Most debate has focused on the appropriateness and scale of compensation for major emitters such as power stations, trade-exposed, energy-intense industries and low-income households. Australia's biggest not-for-profit health service provider, Catholic Health Australia, is concerned it has been overlooked in the debate, and says it is unable to pass on higher energy costs. Research by the CHA estimates the greenhouse footprint of each of the nation's 83,000 hospital beds is about 28 tonnes a year - double the emissions from an average household. When combined with the emissions from 170,000 nursing home beds and other aged-care services, the health sector accounts for about five million tonnes of CO2 a year.

CHA chief executive Martin Laverty said there was growing concern that not-for-profit organisations operating in this and other sectors would be forced to cut services as a result of an emissions trading scheme.

CHA manages about 9500 hospital beds, 19,000 aged-care beds and 6000 retirement units, and would face an increase in its energy bill of about $10 million a year at a starting price of $20 a tonne for CO2.

In CHA's submission to the Government's green paper, it has recommended all commonwealth or state healthcare funding mechanisms be indexed to compensate for the flow-on effects of a carbon price. "You must factor in a cap and trade indexation component of funding to aged care and public hospitals and private hospitals so the healthcare and aged-care sectors in Australia can play their role and not be a roadblock to climate change," Mr Laverty said yesterday.

"Any service provided by federal or local government operated by not-for-profit organisations will be in exactly the same boat. "I am concerned the green paper spent a long time arguing the science.

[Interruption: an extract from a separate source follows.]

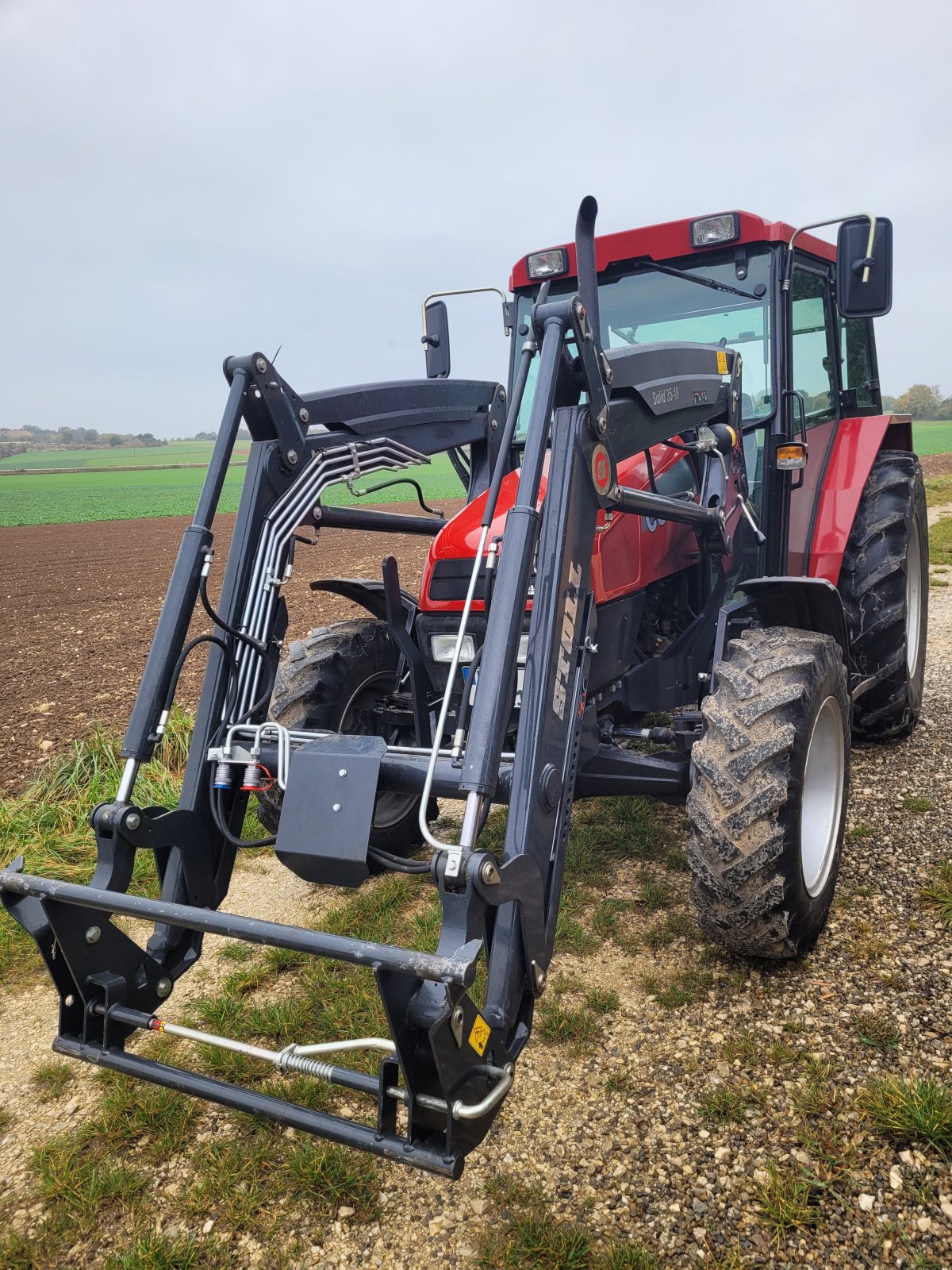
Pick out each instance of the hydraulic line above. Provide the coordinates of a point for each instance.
(528, 352)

What it should have done is look at the proper structural impacts across the entire economy, and given the start of the solution."

A coalition of civil society, representing unions, charities, churches and environment groups, yesterday called on the Rudd Government to spend up to half of all revenue from the sale of permits to assist households and vulnerable communities to cut energy consumption and adapt to higher prices. A research paper by left-wing think tank the Australia Institute has warned that the community sector has been overlooked for compensation payments, and could face increased costs in excess of $822 million under the scheme.

A spokeswoman for Climate Change Minister Penny Wong said the Rudd Government welcomed constructive feedback from the not-for-profit sector. The Government is plannning to finalise the design of the national emissions trading scheme by December.